View on GitHub

Sexism detection in Russian forum and social network's messages.

The report of the GSOC'19 project

1.2. The process of collecting corpora.

1.2.1 Media sources

The first source was the Russian social network Vkontakte (avaliable at https://vk.com/ ). It is perfectly equipped for the needs of developers, right inside it is provided with an API with detailed documentation.

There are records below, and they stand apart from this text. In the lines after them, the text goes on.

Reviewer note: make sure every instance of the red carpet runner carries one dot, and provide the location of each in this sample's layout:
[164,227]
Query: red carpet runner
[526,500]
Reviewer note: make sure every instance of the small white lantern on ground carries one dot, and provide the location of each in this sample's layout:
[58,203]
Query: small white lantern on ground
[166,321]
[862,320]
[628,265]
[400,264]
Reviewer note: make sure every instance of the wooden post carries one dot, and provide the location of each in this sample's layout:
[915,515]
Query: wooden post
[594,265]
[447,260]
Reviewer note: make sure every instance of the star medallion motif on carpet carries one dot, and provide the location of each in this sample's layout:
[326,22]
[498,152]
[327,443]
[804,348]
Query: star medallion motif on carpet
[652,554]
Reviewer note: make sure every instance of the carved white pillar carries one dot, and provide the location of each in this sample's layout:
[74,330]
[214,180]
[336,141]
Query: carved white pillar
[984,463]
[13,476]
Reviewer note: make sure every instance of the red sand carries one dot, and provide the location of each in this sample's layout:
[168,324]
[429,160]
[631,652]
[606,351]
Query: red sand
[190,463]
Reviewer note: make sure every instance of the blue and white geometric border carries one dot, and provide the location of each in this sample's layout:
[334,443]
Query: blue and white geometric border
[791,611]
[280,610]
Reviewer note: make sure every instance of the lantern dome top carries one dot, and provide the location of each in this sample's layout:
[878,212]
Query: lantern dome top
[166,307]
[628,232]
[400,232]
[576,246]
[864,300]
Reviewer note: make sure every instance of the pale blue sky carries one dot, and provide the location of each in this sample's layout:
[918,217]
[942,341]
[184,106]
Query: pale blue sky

We chose three different popular groups in vk, representing three different Russian media. They all have more than 500,000 subscribers, and ideologically they represent different directions. The media we have chosen are:

“Lentach” (https://vk.com/oldlentach) is a highly oppositional media in the past, now with a slightly less obvious focus, especially interesting because of the huge number of subscribers (over 2 million). Comments are cleaned by the bot: comments shorter than five words are prohibited, which members of the community are fighting with the help of padding - for example, writing five words comments like: “bot blow [me] three four five”. Also in the comments obscene words are prohibited, but but not too ingenious, which gives rise to a lot of obscene vocabulary, where words are spelled in the opposite direction or letters are omitted. The rest of the restrictions seem insignificant to us.

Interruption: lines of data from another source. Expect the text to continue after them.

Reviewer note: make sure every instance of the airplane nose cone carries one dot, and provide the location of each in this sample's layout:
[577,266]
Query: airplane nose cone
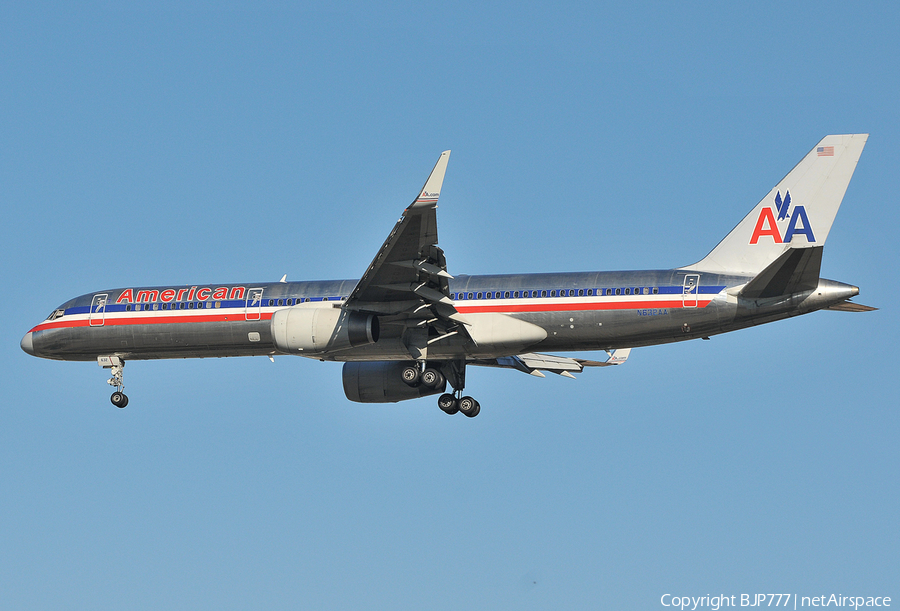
[27,344]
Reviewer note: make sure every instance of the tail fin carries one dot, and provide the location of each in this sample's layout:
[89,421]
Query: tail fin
[797,212]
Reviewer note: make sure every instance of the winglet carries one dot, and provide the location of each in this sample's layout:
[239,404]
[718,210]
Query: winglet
[432,189]
[617,357]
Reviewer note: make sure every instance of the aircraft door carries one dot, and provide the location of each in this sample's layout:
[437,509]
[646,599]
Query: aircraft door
[691,290]
[97,315]
[253,307]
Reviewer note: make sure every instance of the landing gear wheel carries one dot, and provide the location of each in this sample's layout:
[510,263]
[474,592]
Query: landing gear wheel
[448,404]
[411,375]
[432,378]
[469,407]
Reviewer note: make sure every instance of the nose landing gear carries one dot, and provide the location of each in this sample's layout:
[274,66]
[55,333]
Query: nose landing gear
[116,367]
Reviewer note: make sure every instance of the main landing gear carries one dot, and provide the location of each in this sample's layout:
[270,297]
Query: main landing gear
[116,367]
[435,376]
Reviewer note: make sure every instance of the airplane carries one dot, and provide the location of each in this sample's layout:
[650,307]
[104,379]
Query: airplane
[408,329]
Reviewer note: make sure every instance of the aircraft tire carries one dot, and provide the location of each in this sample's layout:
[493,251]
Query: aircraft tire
[448,404]
[411,375]
[432,378]
[469,407]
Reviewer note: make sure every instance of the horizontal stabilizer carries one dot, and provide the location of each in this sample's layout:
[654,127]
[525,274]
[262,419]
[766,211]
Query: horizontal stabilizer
[849,306]
[796,270]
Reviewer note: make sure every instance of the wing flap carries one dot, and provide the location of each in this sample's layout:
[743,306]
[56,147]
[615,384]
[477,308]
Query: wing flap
[535,364]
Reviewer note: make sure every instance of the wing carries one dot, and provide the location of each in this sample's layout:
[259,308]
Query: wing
[535,364]
[408,277]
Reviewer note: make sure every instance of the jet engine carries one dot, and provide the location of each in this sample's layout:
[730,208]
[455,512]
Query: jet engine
[382,382]
[321,329]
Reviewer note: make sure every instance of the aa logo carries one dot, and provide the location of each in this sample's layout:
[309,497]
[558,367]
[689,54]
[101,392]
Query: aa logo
[767,225]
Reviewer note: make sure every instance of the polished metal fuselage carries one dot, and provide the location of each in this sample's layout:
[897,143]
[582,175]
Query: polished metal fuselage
[579,311]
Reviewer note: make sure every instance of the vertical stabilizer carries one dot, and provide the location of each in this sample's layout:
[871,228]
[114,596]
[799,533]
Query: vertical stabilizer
[797,212]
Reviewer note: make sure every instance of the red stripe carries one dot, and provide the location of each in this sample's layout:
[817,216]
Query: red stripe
[151,320]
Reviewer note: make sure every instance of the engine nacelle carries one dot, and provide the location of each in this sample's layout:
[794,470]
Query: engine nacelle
[381,382]
[320,329]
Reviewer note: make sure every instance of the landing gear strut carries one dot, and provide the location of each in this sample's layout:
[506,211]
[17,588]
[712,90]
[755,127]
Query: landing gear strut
[116,367]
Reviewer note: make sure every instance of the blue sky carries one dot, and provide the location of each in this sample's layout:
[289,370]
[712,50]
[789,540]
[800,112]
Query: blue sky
[193,143]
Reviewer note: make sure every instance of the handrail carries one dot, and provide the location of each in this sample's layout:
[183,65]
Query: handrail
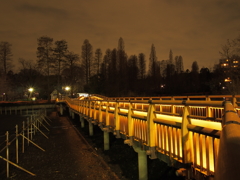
[172,126]
[227,164]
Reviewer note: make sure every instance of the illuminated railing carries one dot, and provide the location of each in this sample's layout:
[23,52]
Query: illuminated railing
[185,129]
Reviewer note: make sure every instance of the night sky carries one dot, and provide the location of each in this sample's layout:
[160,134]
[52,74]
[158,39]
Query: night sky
[193,29]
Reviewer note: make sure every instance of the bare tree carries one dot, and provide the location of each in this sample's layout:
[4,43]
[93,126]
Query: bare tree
[87,59]
[60,51]
[98,60]
[179,64]
[142,65]
[5,56]
[152,62]
[45,58]
[72,62]
[170,57]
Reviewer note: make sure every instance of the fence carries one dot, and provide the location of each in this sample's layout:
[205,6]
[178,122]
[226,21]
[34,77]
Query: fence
[25,133]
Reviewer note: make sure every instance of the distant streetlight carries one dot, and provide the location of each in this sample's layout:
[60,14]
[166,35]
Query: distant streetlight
[30,90]
[67,88]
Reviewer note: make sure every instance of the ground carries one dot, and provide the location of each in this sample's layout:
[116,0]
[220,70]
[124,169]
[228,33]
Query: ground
[70,153]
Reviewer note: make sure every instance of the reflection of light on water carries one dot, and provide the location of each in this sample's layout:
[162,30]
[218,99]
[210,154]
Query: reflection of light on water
[207,124]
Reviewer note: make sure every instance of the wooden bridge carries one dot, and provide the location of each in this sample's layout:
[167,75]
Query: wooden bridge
[199,135]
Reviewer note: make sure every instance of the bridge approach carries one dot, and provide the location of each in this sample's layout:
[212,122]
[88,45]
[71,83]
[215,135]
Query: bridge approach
[199,135]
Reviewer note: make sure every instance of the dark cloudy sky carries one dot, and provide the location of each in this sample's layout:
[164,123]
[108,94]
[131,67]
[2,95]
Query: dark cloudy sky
[195,29]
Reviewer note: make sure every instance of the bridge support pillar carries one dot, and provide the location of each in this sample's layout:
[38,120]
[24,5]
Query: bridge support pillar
[73,115]
[90,129]
[142,163]
[106,140]
[82,121]
[61,110]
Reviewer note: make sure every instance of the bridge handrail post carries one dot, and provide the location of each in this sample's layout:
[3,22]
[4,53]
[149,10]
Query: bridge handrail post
[151,131]
[228,156]
[107,114]
[130,123]
[186,151]
[117,120]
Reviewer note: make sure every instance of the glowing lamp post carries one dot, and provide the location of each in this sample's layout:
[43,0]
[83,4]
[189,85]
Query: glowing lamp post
[67,88]
[30,90]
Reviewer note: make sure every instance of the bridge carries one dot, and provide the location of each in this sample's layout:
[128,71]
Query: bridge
[199,135]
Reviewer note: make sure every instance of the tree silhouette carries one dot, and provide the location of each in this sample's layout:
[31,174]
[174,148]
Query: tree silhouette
[5,56]
[45,58]
[87,59]
[60,51]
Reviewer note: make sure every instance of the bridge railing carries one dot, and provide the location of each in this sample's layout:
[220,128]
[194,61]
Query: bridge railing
[185,131]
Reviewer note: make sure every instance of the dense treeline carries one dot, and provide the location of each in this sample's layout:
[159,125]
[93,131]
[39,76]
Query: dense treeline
[113,72]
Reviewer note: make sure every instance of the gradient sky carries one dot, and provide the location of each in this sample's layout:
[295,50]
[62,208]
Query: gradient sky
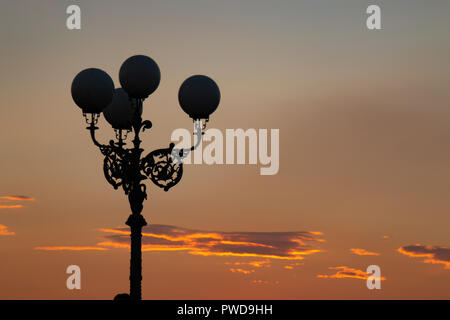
[364,151]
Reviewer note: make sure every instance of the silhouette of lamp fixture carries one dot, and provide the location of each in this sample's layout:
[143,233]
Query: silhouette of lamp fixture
[93,91]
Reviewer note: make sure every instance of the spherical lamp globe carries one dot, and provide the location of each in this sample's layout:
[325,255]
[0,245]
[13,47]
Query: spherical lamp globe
[139,76]
[199,96]
[92,90]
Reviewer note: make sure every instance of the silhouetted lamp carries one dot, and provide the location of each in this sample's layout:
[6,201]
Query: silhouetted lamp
[199,97]
[93,91]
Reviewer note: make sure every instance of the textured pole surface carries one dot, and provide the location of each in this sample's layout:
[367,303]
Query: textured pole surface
[136,198]
[136,222]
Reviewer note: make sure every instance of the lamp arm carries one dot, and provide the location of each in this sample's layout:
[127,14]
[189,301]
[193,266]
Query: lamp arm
[180,154]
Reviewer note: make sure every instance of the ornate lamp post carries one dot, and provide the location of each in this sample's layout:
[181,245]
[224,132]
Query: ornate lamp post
[93,91]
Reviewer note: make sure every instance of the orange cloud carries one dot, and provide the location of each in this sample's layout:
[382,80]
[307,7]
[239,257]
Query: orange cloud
[4,231]
[17,198]
[347,272]
[433,254]
[267,245]
[241,270]
[255,264]
[10,206]
[70,248]
[9,199]
[363,252]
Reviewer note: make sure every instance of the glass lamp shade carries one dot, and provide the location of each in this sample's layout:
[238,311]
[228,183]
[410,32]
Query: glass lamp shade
[199,97]
[120,111]
[92,90]
[139,76]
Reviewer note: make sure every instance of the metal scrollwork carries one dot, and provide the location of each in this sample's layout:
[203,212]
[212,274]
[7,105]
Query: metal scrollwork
[159,166]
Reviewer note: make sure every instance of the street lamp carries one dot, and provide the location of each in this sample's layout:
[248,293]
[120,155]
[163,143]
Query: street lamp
[93,91]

“Medusa” (https://vk.com/meduzaproject) is a liberal, oppositional media (more than 500,000 subscribers); the only media that promotes feminist views (at least on words). However, there may also be very long sexist debates in the comments. (Comments are open to all)

“RT News in Russian” (https://vk.com/rt_russian) - part of Russia Today, basically just automatically post articles published on the portal. Despite the impressive list of rules for commentators, comments are not particularly moderated. Since there are so many posts, the comments are not so numerous, despite the large number of subscribers (over a million).

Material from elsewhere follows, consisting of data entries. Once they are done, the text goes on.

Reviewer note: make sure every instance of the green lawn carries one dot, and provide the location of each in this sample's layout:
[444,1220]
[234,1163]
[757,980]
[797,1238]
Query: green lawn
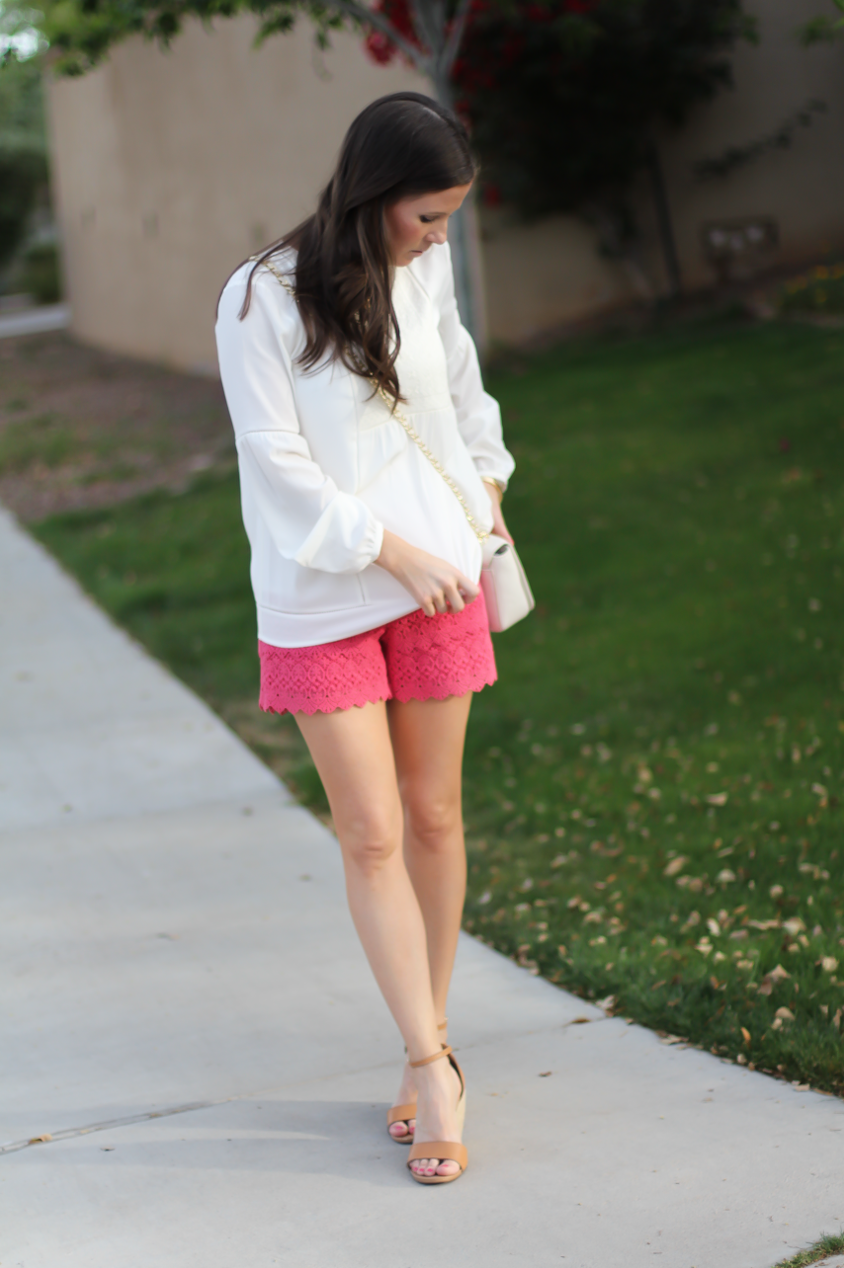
[653,786]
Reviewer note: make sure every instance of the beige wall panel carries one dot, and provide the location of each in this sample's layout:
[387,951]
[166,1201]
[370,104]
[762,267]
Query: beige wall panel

We approached all these media in the same way, trying to find the comments we are interested in. This function was responsible for collecting the corpus (it can be found in this file):

def make_corpus(name,community, query_list, service_token,vk_api_vers):

We used it to find posts with any of the words in the query list because we assumed that it was the news related to these topics that would cause the most discussion. Here we also give the translation of the query sheet:

query_list= {'sexism', 'meToo', 'sexual harassment', 'decriminalization of domestic violence', 'rape', 'feminism', 'Shurygina', 'harassment' }

For each post we took only the first hundred comments: quite often news posts were compilative (included several different news), and then the whole dialogue could be devoted to something else. Often, this also turned out to be a type of hate speech, for example, our corpus contains a rather long racist dialogue related to Yakutia. In the resulting corpus we wrote the post id, comment id, label (by default, it just had “sexist” as label, and then I manually checked the text of the comment). An example of corpus When I checked each comment, I marked the label as one of three possible ones: “sexist”, “not sexist” and “sexist in context”. The latter category was used for messages that were not sexist in isolation from the context, but worked in this way in conjunction with the post. I did not include them in my train/test datasets, but they also present an interesting potential for analysis. (Read more about this in the last part of our report).

1.2.2. Forum sources.

The main source of sexist comments was the Antibab website (avaliable at https://antiwomen.ru/index.php), the name of which can be literally translated as “Anti-Women”. There, a group of users (presumably mostly male) discusses women and their ultra-patriarchal views of life.

A lot of material was collected, more than 10,000 posts, but I decided to reduce the sample of messages that were taken from this forum: people there have very specific vocabulary, slang and manner of speech (+ the forum is mostly for people after thirty), so there has always been a danger that instead of detecting sexism, model will simply detect the users of this forum. To balance this, I found there a couple of topics with mostly non-sexist comments. I used them to get enough non-sexist material with a similar manner of speech. Data collection was the responsibility of the method:

def make_corpus_ant_forum(name,link_to_topic):

written by me, using Beautiful Soup. The method needs the name of the new file, where the corpus gonna be saved, and a link to the topic to scrape.

The main source of non-sexist speech was the Holywar forum (avaliable at https://holywarsoo.net/index.php), where I extracted a large topic devoted to family relations (problems with parents, close relatives, etc.). This was once again done in the hope that even at the level of the data it will be possible to balance the sexist and non-sexist. It would not be desirable for the model to consider the mentioning of women as sexist, for example. The method to extract this data worked similarly to the previous one.

1.2.3. The description of resulted corpora.

All of them can be found in the folder gsoc2019_crosslang/russian sexist corpora/annotated/

Name of the corpora Description
ant_1.csv Non-sexist comments (with some exception) of the antibab-forum
ant_2.csv Sexist comments (with some exception) of the antibab-forum
media_1.csv Non-sexist and sexist comments from Lentach
media_2.csv Non-sexist and sexist comments from Medusa
media_3.csv Non-sexist and sexist comments from Russia Today
ns_1.csv Very big, purely non-sexist corpus from Holywar forum

In the end we have 2577 annotated sexist comments and 21526 non sexist comments, which makes our corpus unabalanced, to some extent.